With regard to medication, the seven people on phentermine and topiramate lost the most weight. Their median peak weight loss was 17 kg (about 37 pounds) over 58 weeks, or just longer than a year.

For the seven people who received liraglutide, the median peak weight loss was 9 kg (about 20 pounds) over 96 weeks, or almost two years. A median peak loss of 2 kg (about 4 pounds) over 18 weeks was seen across the four people who took naltrexone-bupropion.

Medication was discontinued in five people who had side effects from treatment — three due to phentermine, who experienced insomnia and psychosis, and two on topiramate, who had symptoms that included rash, depression, and memory impairment. The researchers noted that these medications also are associated with a high rate of adverse effects in the general population.

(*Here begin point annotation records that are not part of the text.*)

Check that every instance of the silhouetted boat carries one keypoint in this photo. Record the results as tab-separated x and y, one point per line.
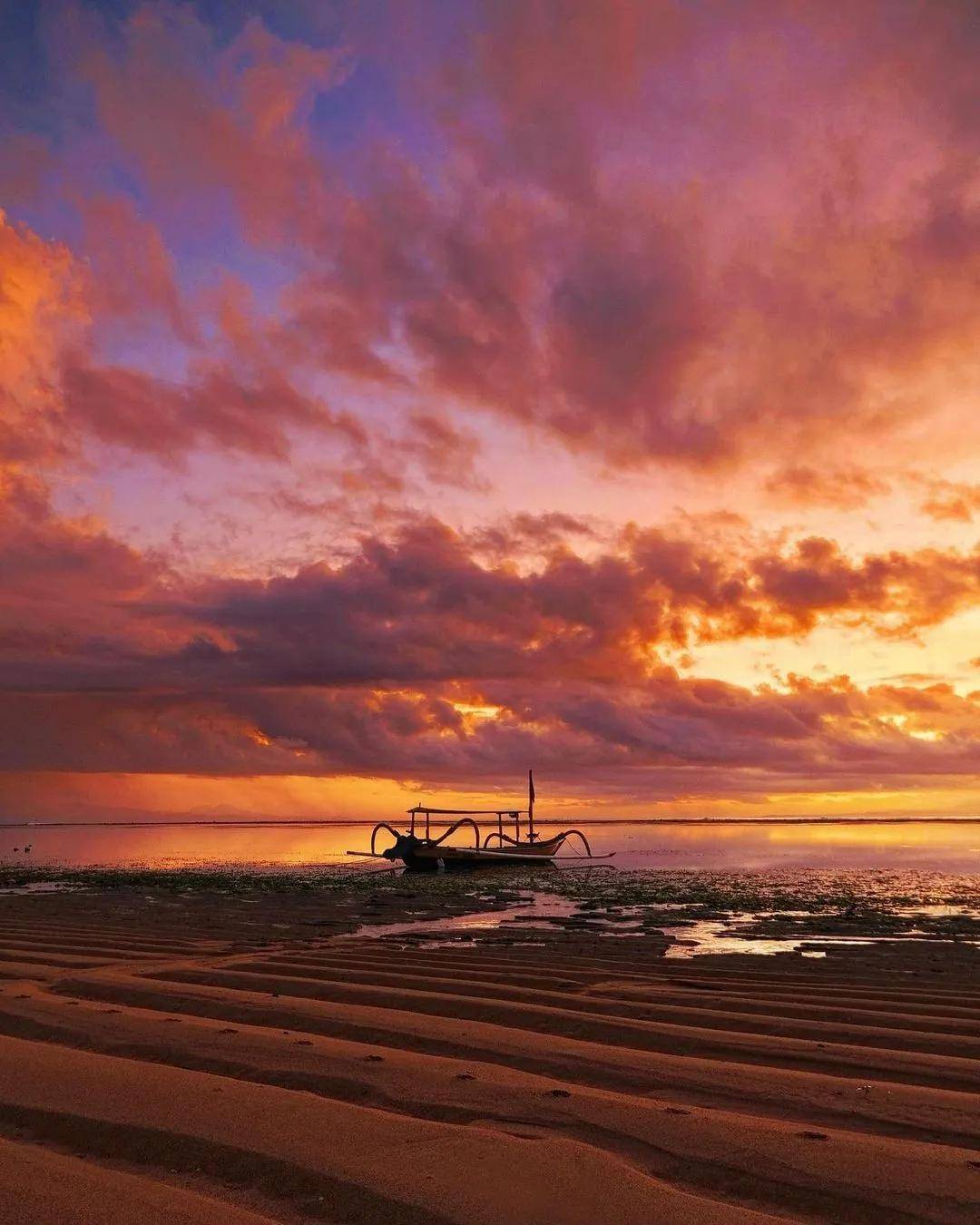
418	849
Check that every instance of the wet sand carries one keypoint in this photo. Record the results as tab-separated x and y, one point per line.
213	1057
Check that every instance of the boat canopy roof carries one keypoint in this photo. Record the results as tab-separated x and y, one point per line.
467	812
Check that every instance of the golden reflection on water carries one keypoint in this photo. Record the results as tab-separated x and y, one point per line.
751	846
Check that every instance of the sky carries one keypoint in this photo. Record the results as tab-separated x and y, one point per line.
397	396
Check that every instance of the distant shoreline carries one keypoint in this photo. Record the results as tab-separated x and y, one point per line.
316	822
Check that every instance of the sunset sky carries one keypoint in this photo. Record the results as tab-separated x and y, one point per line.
397	396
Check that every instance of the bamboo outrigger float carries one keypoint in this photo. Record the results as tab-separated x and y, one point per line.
419	850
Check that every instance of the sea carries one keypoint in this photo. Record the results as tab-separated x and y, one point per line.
930	844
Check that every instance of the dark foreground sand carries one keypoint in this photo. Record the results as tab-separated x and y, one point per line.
213	1059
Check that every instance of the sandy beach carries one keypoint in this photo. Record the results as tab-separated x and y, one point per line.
210	1057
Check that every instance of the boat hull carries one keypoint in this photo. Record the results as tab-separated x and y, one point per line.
427	857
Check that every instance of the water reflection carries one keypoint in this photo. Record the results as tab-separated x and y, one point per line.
930	846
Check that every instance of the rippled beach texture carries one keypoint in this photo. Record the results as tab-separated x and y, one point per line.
231	1024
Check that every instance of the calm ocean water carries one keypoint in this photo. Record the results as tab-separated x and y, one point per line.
927	846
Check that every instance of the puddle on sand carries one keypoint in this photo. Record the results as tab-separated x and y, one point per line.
539	906
43	887
693	937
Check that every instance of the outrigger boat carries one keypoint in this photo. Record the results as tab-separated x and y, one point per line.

Among all 15 patients who received any intervention, 14 achieved at least a 5% loss of body weight at their lowest point, and 13 achieved at least a 10% loss.

However, discontinuation of medication or non-adherence to the diet led to eventual weight regain for a majority of patients. The overall median final weight was not significantly different from baseline weights, the end results showed.

Importantly, five individuals maintained at least a 10% weight loss at their last follow-up visit. These individuals tended to have lower baseline weights than those who did not maintain weight loss.

Eight patients had more than five years of follow-up data. Among them, one individual continued the dietary treatment, one continued liraglutide, and one remained on naltrexone-bupropion. Three people began using semaglutide, another appetite-suppressing therapy, and two people were using neither the diet nor medication.

Overall, the findings show that obese PWS patients can achieve clinically meaningful weight loss with a very low-energy diet and/or appetite suppressing medications, but adherence to the regime is critical to maintaining a more healthy weight.

“Further long-term controlled trials evaluating VLEDs and obesity pharmacotherapy, including combination pharmacotherapy, in the PWS population are required,” the researchers wrote, adding, “Newer pharmacological agents including [a specific dose of the medication semaglutide], which has been demonstrated to have clinically significant weight loss in a randomised controlled trial of individuals with overweight or obesity, could be evaluated in individuals with PWS.”